I am taking this argument from Gelfond & Linnik's Elementary Methods in the Analytic Theory of Numbers.
They state if for every $n \ge 1$, there exists $m \in [1,n]$ where $C(n) - C(n-m) \ge (d(A) + d(B))m$, then it "may be deduced from it without difficulty" that $d(C) \ge d(A) + d(B)$
Here's the reasoning presented:
(1) Assume that for every $n \ge 1$, there exists $m \in [1,n]$ such that $C(n) - C(n-m) \ge (d(A) + d(B))m$
(2) Consider the segment $[1,n-m]$
(3) Then, it follows that a segment $[n - m - m' + 1, n - m]$ can be found where $C(n-m) - C(n-m-m') \ge (d(A)+d(B))m'$
(4) We can extract from $[1,n-m-m']$ the "extreme right-hand segment with the same property then continue our argument."
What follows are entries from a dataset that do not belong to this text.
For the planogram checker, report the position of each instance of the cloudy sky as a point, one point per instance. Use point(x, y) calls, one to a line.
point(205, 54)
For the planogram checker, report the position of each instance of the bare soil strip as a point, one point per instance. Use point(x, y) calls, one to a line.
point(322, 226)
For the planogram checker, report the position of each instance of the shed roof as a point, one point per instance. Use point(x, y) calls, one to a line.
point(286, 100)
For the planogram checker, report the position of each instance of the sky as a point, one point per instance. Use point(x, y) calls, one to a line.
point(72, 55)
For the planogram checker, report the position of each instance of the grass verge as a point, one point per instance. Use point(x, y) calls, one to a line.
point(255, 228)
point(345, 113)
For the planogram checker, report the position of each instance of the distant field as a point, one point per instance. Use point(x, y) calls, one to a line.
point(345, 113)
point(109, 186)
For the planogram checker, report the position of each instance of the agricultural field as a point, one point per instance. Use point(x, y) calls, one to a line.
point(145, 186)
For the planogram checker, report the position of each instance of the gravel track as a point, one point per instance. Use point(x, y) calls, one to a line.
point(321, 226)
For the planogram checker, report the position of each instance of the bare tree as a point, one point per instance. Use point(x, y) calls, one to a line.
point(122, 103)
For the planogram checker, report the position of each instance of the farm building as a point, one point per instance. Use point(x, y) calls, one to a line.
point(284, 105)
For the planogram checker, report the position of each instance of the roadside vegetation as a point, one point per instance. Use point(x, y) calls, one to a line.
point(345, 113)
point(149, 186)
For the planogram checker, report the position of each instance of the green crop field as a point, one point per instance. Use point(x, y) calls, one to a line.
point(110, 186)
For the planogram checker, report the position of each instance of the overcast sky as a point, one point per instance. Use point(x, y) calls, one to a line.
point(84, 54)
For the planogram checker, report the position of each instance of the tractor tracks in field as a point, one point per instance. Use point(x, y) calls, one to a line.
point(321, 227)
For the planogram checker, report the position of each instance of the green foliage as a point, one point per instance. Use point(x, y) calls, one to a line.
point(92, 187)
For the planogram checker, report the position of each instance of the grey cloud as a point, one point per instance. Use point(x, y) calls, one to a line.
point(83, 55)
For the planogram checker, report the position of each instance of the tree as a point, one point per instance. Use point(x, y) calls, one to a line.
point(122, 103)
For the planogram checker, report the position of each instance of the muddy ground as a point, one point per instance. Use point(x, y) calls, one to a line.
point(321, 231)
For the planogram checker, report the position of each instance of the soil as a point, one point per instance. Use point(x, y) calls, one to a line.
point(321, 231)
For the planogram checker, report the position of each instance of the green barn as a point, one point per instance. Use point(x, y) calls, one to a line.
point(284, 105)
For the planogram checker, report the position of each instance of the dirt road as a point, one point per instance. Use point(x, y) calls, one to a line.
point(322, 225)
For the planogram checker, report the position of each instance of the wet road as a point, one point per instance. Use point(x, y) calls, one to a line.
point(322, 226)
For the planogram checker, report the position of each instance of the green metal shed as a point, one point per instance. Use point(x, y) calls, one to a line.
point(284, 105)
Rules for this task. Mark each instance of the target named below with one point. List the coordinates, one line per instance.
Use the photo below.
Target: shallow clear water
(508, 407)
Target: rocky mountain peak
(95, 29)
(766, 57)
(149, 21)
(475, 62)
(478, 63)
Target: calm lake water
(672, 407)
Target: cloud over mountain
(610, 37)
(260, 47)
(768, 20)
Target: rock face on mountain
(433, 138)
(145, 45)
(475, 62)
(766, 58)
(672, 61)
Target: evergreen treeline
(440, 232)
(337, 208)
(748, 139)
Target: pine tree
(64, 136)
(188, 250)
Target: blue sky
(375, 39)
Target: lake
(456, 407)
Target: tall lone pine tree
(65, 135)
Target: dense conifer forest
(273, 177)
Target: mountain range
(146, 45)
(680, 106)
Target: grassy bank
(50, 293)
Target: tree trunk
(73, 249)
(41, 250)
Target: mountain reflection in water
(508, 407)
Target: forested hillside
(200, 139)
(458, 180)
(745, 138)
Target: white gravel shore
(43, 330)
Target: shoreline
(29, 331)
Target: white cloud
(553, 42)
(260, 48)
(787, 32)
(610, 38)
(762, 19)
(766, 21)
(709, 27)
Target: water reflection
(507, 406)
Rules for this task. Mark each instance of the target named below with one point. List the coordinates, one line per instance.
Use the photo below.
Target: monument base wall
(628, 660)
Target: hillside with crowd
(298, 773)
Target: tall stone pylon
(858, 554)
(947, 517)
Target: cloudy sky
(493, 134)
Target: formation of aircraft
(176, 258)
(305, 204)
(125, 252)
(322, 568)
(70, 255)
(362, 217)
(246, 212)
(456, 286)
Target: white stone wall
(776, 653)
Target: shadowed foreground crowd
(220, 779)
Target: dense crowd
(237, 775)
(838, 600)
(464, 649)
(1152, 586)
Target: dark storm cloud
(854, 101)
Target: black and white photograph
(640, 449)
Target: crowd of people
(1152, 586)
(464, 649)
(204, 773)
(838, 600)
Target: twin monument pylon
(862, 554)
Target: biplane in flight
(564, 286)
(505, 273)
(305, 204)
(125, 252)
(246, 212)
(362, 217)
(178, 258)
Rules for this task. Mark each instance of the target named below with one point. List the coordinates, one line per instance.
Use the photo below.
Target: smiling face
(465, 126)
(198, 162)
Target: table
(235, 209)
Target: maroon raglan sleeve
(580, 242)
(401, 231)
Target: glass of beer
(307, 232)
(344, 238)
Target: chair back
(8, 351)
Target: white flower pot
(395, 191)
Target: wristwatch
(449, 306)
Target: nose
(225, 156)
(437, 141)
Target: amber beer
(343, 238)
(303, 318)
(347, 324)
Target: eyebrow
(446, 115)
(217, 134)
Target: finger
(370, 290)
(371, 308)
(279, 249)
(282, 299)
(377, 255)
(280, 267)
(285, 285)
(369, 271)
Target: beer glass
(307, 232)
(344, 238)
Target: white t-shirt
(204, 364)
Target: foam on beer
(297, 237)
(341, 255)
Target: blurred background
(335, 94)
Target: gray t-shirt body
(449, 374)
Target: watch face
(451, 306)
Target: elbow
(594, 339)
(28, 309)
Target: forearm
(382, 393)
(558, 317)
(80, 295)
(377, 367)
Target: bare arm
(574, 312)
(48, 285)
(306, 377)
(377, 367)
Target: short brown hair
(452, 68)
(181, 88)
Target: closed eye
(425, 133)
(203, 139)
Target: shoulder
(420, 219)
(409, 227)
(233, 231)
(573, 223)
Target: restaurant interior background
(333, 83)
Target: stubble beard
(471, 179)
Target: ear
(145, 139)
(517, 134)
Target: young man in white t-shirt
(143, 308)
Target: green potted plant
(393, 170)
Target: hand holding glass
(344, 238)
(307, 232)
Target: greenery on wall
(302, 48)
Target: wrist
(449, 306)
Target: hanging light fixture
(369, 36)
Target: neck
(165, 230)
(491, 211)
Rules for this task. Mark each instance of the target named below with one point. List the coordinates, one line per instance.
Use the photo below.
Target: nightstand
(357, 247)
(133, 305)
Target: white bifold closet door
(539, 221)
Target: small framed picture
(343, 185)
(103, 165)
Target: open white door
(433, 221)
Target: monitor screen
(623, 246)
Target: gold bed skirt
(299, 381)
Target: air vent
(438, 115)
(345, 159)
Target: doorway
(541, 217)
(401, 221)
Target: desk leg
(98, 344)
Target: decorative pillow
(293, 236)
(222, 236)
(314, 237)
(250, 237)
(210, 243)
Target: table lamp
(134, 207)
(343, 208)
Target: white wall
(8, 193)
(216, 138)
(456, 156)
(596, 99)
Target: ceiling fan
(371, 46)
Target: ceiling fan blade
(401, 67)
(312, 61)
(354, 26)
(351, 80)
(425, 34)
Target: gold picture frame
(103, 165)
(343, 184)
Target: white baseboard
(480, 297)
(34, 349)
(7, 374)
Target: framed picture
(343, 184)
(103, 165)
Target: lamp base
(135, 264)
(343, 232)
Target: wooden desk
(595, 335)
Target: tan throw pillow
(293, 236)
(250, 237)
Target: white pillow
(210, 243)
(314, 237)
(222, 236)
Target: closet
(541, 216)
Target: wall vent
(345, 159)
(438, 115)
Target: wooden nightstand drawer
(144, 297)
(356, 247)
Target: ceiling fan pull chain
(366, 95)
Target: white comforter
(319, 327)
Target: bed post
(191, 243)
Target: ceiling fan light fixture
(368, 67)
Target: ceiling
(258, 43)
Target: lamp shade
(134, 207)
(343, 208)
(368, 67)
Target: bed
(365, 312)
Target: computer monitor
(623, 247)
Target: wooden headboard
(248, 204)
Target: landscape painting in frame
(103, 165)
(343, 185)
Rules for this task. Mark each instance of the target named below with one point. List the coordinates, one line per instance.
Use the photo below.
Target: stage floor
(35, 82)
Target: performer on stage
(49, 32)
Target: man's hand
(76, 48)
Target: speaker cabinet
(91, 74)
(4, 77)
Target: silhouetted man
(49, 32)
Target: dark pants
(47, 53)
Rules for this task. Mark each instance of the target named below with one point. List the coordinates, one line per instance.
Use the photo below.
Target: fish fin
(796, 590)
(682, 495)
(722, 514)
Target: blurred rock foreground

(5) "As a result we obviously arrive at the inequality": $d(C) \ge d(A) + d(B)$
This might be obvious to the others. I'm still scratching my head. If we can make the size of $m$ as small as we want, why would this prove that $d(C) \ge d(A) + d(B)$.
It would help me to understand the argument if someone could explain the principle that lets us reach the conclusion intended.
Here's my understanding of Schnirelmann Density.
$A,B$ are infinite sequences of integers starting with $0$ with in sequential order such as $0, a_1, a_2, \cdots$ where $0 < a_1 < a_2 < \cdots$
Schnirelmann density is defined as: $$d(A) = \inf\limits_{n}\frac{A(n)}{n}$$
where: $$A(n) = \sum\limits_{0<a_i\le{n}}{1}$$
So, it is clear that: $$0 \le \frac{A(n)}{n} \le 1$$
$C = A+B$ where $+$ is the sumset.
As we repeat the argument on ever-smaller segments, we get:
$C(n) - C(n-m) \geq (d(A) + d(B))m$
$C(n-m) - C(n-m-m^\prime) \geq (d(A)+d(B))m^\prime$
$C(n-m-m^\prime) - C(n-m-m^\prime-m^{\prime\prime}) \geq (d(A)+d(B))m^{\prime\prime}$
and so on. We add these and get the LHS to telescope, so
$C(n) \geq (d(A)+d(B))(m+m^\prime+m^{\prime\prime}+\cdots) = (d(A)+d(B))n$.
Now divide both sides by $n$: $\displaystyle \frac{C(n)}{n} \geq d(A)+d(B)$. Hence taking the infimum over $n$ the inequality still holds and $d(C) \geq d(A)+d(B)$.